The top American military officer arrived in north Iraq on Monday shortly before he is due to step down and with just months to go before the US must withdraw its forces from Iraq, a US officer said.
Admiral Mike Mullen, the chairman of the Joint Chiefs of Staff, landed at a US base on the outskirts of the main northern city of Mosul after a two-day trip to Afghanistan, much of which was spent visiting troops before he is due to step down in October.
First Lieutenant Joseph Larrew said in an email to AFP that Mullen arrived in Mosul, 350 kilometres (220 miles) north of Baghdad, but provided no further details about his itinerary or the duration of his stay.
Around 47,000 US soldiers are currently stationed in Iraq, all of which must withdraw by the end of the year under the terms of a bilateral security pact.
US officials have pressed their Iraqi counterparts to decide quickly whether they want any American military presence beyond that date, and proposals for a training mission are gaining traction among Iraqi leaders, although nothing has yet been agreed.
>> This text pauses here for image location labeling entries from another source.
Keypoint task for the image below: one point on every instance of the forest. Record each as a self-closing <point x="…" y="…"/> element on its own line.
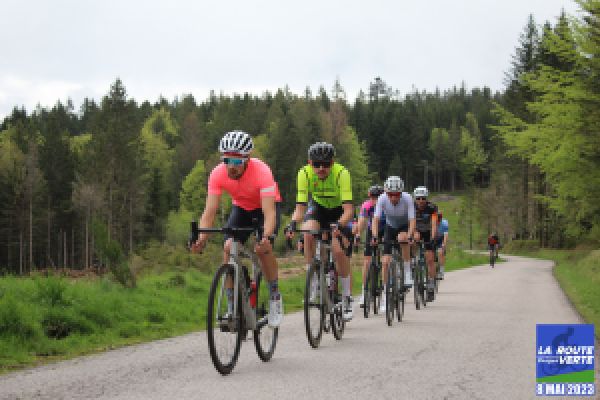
<point x="96" y="182"/>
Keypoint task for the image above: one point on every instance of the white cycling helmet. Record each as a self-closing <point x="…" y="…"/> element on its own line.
<point x="236" y="142"/>
<point x="421" y="191"/>
<point x="393" y="184"/>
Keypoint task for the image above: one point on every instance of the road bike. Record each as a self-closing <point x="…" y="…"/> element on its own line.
<point x="420" y="276"/>
<point x="373" y="283"/>
<point x="395" y="289"/>
<point x="322" y="298"/>
<point x="493" y="256"/>
<point x="238" y="302"/>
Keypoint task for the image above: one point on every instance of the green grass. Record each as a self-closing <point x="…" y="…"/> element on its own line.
<point x="578" y="273"/>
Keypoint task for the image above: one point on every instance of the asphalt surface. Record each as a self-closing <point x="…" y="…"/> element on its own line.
<point x="476" y="341"/>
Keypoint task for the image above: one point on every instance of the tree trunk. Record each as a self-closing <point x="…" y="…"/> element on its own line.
<point x="20" y="252"/>
<point x="31" y="233"/>
<point x="130" y="224"/>
<point x="87" y="239"/>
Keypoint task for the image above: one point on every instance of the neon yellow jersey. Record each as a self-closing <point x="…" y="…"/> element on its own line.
<point x="330" y="192"/>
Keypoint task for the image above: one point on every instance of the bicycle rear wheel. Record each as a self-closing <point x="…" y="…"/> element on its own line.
<point x="223" y="329"/>
<point x="337" y="318"/>
<point x="400" y="296"/>
<point x="423" y="285"/>
<point x="313" y="306"/>
<point x="416" y="291"/>
<point x="390" y="291"/>
<point x="368" y="292"/>
<point x="376" y="288"/>
<point x="265" y="337"/>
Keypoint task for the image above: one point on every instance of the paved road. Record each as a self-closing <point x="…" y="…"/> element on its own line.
<point x="477" y="341"/>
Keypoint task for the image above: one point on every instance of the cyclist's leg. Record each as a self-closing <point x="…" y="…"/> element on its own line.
<point x="366" y="263"/>
<point x="389" y="236"/>
<point x="311" y="222"/>
<point x="403" y="236"/>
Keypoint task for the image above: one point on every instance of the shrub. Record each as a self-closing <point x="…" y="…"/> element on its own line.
<point x="51" y="291"/>
<point x="59" y="323"/>
<point x="16" y="320"/>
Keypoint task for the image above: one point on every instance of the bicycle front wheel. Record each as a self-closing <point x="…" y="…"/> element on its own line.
<point x="223" y="326"/>
<point x="416" y="290"/>
<point x="313" y="306"/>
<point x="337" y="320"/>
<point x="368" y="292"/>
<point x="400" y="296"/>
<point x="265" y="337"/>
<point x="390" y="301"/>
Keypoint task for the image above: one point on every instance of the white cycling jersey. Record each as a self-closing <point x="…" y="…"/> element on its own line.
<point x="396" y="215"/>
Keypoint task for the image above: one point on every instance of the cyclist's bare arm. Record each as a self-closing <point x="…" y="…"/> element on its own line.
<point x="297" y="216"/>
<point x="347" y="215"/>
<point x="268" y="207"/>
<point x="207" y="219"/>
<point x="412" y="226"/>
<point x="375" y="226"/>
<point x="360" y="226"/>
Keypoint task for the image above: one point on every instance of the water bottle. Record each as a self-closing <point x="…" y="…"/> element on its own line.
<point x="253" y="294"/>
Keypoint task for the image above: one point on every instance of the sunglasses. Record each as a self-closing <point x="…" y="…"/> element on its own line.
<point x="236" y="162"/>
<point x="319" y="164"/>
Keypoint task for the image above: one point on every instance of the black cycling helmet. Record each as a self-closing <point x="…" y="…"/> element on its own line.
<point x="321" y="151"/>
<point x="375" y="190"/>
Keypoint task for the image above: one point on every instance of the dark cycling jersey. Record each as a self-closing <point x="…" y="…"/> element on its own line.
<point x="425" y="216"/>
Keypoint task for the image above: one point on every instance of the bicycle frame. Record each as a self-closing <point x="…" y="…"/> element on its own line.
<point x="324" y="256"/>
<point x="237" y="251"/>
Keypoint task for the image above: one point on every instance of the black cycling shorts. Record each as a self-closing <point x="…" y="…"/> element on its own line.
<point x="438" y="241"/>
<point x="368" y="248"/>
<point x="390" y="238"/>
<point x="327" y="216"/>
<point x="240" y="218"/>
<point x="426" y="238"/>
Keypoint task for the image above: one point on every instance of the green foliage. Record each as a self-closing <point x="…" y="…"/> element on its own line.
<point x="193" y="190"/>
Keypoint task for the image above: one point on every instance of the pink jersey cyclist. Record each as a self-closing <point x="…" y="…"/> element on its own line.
<point x="246" y="192"/>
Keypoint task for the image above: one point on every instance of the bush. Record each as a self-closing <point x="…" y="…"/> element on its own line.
<point x="16" y="320"/>
<point x="521" y="245"/>
<point x="51" y="291"/>
<point x="58" y="323"/>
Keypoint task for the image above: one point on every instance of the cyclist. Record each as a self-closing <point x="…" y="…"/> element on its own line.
<point x="441" y="241"/>
<point x="254" y="192"/>
<point x="493" y="244"/>
<point x="399" y="210"/>
<point x="365" y="217"/>
<point x="329" y="184"/>
<point x="426" y="216"/>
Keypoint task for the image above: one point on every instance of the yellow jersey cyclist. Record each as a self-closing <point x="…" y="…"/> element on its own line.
<point x="329" y="185"/>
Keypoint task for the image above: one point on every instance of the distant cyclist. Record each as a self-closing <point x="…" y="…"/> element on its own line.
<point x="441" y="243"/>
<point x="493" y="244"/>
<point x="399" y="211"/>
<point x="330" y="186"/>
<point x="254" y="192"/>
<point x="367" y="210"/>
<point x="426" y="216"/>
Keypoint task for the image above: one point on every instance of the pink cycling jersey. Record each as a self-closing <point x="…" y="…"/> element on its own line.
<point x="367" y="209"/>
<point x="255" y="183"/>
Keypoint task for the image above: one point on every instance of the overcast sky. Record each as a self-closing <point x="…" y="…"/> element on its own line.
<point x="51" y="50"/>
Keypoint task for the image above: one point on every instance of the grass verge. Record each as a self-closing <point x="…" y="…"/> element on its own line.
<point x="578" y="273"/>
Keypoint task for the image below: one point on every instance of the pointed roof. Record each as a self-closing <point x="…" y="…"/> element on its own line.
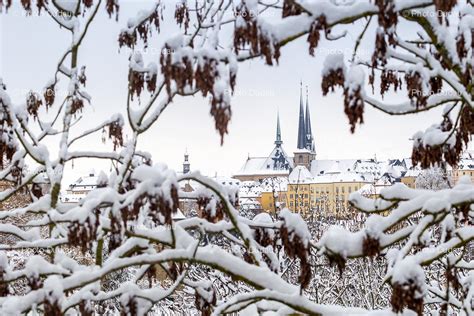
<point x="309" y="134"/>
<point x="301" y="124"/>
<point x="278" y="160"/>
<point x="278" y="140"/>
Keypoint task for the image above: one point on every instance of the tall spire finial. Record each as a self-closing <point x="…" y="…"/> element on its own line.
<point x="301" y="123"/>
<point x="309" y="144"/>
<point x="278" y="140"/>
<point x="186" y="164"/>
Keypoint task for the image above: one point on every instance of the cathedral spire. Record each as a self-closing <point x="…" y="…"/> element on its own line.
<point x="309" y="134"/>
<point x="301" y="123"/>
<point x="278" y="140"/>
<point x="186" y="164"/>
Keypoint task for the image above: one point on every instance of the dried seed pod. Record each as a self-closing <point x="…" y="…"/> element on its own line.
<point x="86" y="308"/>
<point x="290" y="7"/>
<point x="49" y="95"/>
<point x="115" y="133"/>
<point x="407" y="295"/>
<point x="27" y="6"/>
<point x="221" y="113"/>
<point x="370" y="246"/>
<point x="387" y="79"/>
<point x="379" y="56"/>
<point x="129" y="305"/>
<point x="414" y="85"/>
<point x="76" y="104"/>
<point x="314" y="33"/>
<point x="4" y="288"/>
<point x="52" y="307"/>
<point x="205" y="300"/>
<point x="112" y="6"/>
<point x="247" y="33"/>
<point x="82" y="76"/>
<point x="33" y="103"/>
<point x="354" y="107"/>
<point x="7" y="5"/>
<point x="181" y="15"/>
<point x="332" y="79"/>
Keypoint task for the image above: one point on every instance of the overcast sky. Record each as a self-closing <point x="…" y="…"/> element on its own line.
<point x="30" y="47"/>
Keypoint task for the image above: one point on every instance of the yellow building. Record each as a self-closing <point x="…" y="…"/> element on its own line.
<point x="322" y="195"/>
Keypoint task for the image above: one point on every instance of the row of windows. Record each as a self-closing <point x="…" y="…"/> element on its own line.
<point x="325" y="189"/>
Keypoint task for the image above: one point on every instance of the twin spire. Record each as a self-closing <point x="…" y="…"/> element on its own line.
<point x="305" y="135"/>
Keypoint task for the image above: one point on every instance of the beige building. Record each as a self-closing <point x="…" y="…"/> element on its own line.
<point x="323" y="195"/>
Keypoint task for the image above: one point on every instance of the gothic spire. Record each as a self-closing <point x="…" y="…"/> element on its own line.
<point x="309" y="134"/>
<point x="301" y="124"/>
<point x="186" y="164"/>
<point x="278" y="140"/>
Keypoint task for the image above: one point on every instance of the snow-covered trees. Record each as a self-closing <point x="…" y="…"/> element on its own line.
<point x="126" y="225"/>
<point x="432" y="179"/>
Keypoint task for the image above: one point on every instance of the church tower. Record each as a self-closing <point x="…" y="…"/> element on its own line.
<point x="305" y="152"/>
<point x="278" y="141"/>
<point x="186" y="164"/>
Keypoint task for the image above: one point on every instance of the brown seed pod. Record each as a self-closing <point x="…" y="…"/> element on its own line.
<point x="249" y="34"/>
<point x="290" y="7"/>
<point x="33" y="103"/>
<point x="370" y="246"/>
<point x="205" y="300"/>
<point x="7" y="5"/>
<point x="52" y="307"/>
<point x="354" y="107"/>
<point x="112" y="7"/>
<point x="181" y="15"/>
<point x="115" y="133"/>
<point x="314" y="33"/>
<point x="76" y="104"/>
<point x="129" y="307"/>
<point x="332" y="79"/>
<point x="221" y="113"/>
<point x="49" y="95"/>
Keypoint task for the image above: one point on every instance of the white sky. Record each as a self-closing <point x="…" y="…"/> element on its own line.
<point x="30" y="47"/>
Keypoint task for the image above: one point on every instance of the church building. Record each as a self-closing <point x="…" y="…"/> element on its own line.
<point x="278" y="163"/>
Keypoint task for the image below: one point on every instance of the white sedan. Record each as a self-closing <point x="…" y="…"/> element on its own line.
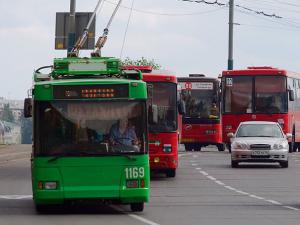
<point x="259" y="141"/>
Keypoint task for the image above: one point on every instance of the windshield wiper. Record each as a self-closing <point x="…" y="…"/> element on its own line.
<point x="125" y="155"/>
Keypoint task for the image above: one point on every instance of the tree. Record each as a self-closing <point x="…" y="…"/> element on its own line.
<point x="141" y="62"/>
<point x="7" y="114"/>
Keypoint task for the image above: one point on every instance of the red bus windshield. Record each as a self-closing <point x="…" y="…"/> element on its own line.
<point x="162" y="107"/>
<point x="201" y="101"/>
<point x="259" y="94"/>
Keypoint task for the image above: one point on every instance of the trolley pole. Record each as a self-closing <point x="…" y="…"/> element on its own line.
<point x="230" y="46"/>
<point x="71" y="35"/>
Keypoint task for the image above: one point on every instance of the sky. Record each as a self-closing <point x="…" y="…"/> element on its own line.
<point x="183" y="37"/>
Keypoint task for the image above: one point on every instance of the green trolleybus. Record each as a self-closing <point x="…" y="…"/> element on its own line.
<point x="90" y="134"/>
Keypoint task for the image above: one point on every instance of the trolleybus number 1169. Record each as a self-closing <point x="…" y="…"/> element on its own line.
<point x="134" y="172"/>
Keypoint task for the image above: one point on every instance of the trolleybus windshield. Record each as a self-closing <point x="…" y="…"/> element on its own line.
<point x="162" y="107"/>
<point x="85" y="128"/>
<point x="259" y="94"/>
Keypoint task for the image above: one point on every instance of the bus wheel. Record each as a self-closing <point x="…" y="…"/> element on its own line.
<point x="171" y="173"/>
<point x="137" y="207"/>
<point x="221" y="147"/>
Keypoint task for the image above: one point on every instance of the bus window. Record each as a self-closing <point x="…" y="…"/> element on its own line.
<point x="270" y="98"/>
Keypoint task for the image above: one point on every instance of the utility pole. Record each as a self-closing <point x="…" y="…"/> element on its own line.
<point x="230" y="46"/>
<point x="71" y="35"/>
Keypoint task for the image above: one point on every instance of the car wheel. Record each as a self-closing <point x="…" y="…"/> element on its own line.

Mullen’s arrival comes days after the US Special Inspector General for Iraq Reconstruction, Stuart Bowen, warned in a report that Iraq was less safe than one year ago and that security was deteriorating.
“Iraq remains an extraordinarily dangerous place to work,” Bowen said in his report published on Saturday. “It is less safe, in my judgment, than 12 months ago.”
Figures released on Monday showed the number of Iraqis killed as a result of violence in July declined from the previous month but still marked the second-highest such toll for 2011.
A total of 259 Iraqis — 159 civilians, 56 policemen and 44 soldiers — died in attacks last month.
Five American soldiers also died in July, four of them in “hostile” incidents, bringing the overall number of US troops to have died in Iraq since the 2003 invasion that ousted Saddam Hussein to 4,474, according to data compiled by independent website www.icasualties.org.